A key is a reference to music written in one of
twenty-four diatonic scales. There are twelve major scales and twelve minor scales. The
key signature indicates which of these major or minor scales the music is written. The
final cadence determines whether the key is major or minor. Key signatures are marked over
again at the beginning of each new staff system.
The key signature affects the pitch for the entire piece unless it is canceled and replaced with
another key signature. If a key signature is changed, the new signature appear on the
right side of the bar line. It is common to use naturals in order
to cancel all the sharps or flats from
the previous key signature before replacing it with the new key signature.
A sharp sign will have
the pitch of a note raised a half step for the entire piece. It
may be lowered at anytime with the use of a natural sign.

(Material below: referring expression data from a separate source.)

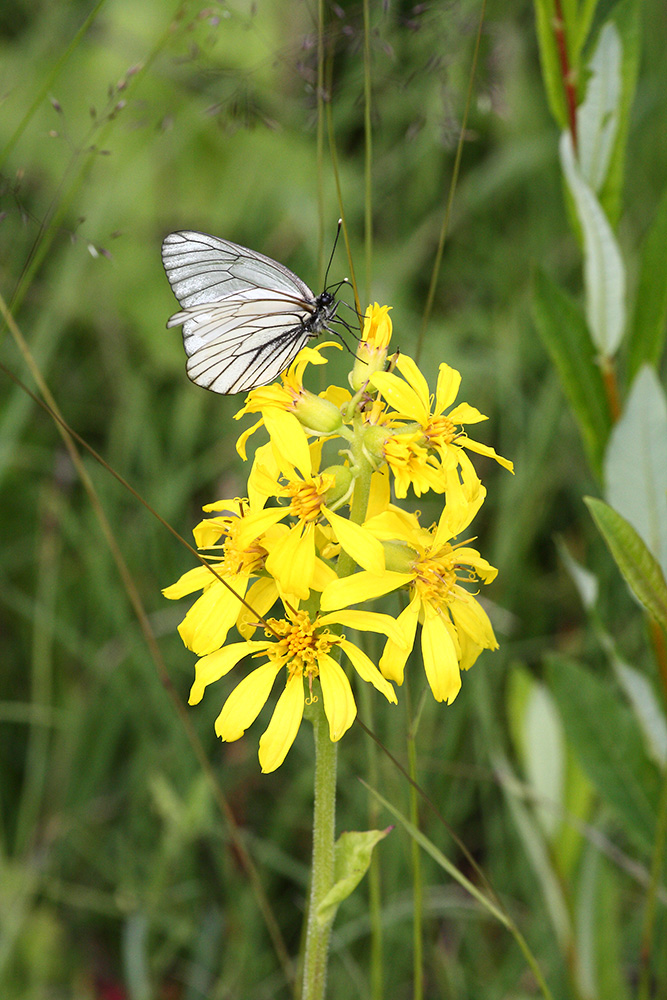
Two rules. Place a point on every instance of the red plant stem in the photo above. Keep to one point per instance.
(611, 387)
(566, 71)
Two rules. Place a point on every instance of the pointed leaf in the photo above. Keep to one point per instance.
(604, 273)
(604, 735)
(563, 329)
(352, 859)
(597, 117)
(640, 570)
(649, 322)
(635, 464)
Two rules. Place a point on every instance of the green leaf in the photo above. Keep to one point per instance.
(635, 464)
(604, 272)
(538, 735)
(640, 569)
(563, 329)
(649, 322)
(545, 16)
(609, 745)
(597, 116)
(353, 857)
(625, 18)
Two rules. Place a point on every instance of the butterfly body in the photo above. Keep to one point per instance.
(245, 317)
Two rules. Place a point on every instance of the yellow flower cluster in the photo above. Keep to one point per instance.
(287, 544)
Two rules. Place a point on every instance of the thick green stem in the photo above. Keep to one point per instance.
(324, 824)
(324, 814)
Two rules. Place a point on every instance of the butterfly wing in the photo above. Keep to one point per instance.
(244, 316)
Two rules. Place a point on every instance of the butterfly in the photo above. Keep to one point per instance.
(245, 317)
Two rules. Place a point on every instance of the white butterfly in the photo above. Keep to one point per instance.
(245, 317)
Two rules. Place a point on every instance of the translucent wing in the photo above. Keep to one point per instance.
(244, 316)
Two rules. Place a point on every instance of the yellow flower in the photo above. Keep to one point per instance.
(290, 412)
(435, 569)
(439, 432)
(303, 648)
(372, 349)
(291, 558)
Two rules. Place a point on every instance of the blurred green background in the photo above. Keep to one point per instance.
(118, 878)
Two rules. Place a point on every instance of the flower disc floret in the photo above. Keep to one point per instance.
(303, 647)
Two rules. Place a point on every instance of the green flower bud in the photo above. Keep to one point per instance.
(317, 415)
(341, 491)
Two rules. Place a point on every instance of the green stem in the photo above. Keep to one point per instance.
(324, 813)
(322, 875)
(417, 877)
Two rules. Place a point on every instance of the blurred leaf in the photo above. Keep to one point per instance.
(563, 329)
(609, 746)
(635, 464)
(597, 116)
(625, 18)
(537, 853)
(585, 581)
(545, 15)
(640, 569)
(604, 272)
(649, 322)
(648, 710)
(353, 857)
(539, 737)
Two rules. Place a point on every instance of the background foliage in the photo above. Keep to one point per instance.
(118, 877)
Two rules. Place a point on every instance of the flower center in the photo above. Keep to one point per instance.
(439, 431)
(249, 560)
(300, 645)
(308, 496)
(435, 579)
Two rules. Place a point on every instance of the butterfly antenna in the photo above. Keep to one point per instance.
(326, 275)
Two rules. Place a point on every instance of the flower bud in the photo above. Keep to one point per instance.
(341, 491)
(317, 415)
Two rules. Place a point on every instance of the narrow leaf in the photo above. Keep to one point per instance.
(626, 19)
(604, 273)
(635, 464)
(545, 15)
(597, 117)
(563, 329)
(604, 735)
(640, 570)
(649, 322)
(352, 859)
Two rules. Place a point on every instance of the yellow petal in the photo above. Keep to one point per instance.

Likewise, the flat sign will have the pitch of a note
lowered a half step for the entire piece. It may be raise at anytime with the use of a
natural sign. The natural sign lasts only for the duration of the measure.
In the ninth century, music was written in one of two keys; the key of C and the key of F. The key was determined by a clef symbol; the C clef and the F clef. A flat sign is normally placed at the beginning of each staff to indicate that the pitch B is lowered a half step for the entire piece. Accidentals, with the rare exceptions, were not used until the fourteenth century. After the mid fifteenth century, tuning systems have changed to accommodate composers willing to explore other keys. Various diatonic scales have been more accessible and marked with a key signature. After equal temperament had been developed in the sixteenth century, all keys were accessible to composers with greater ease.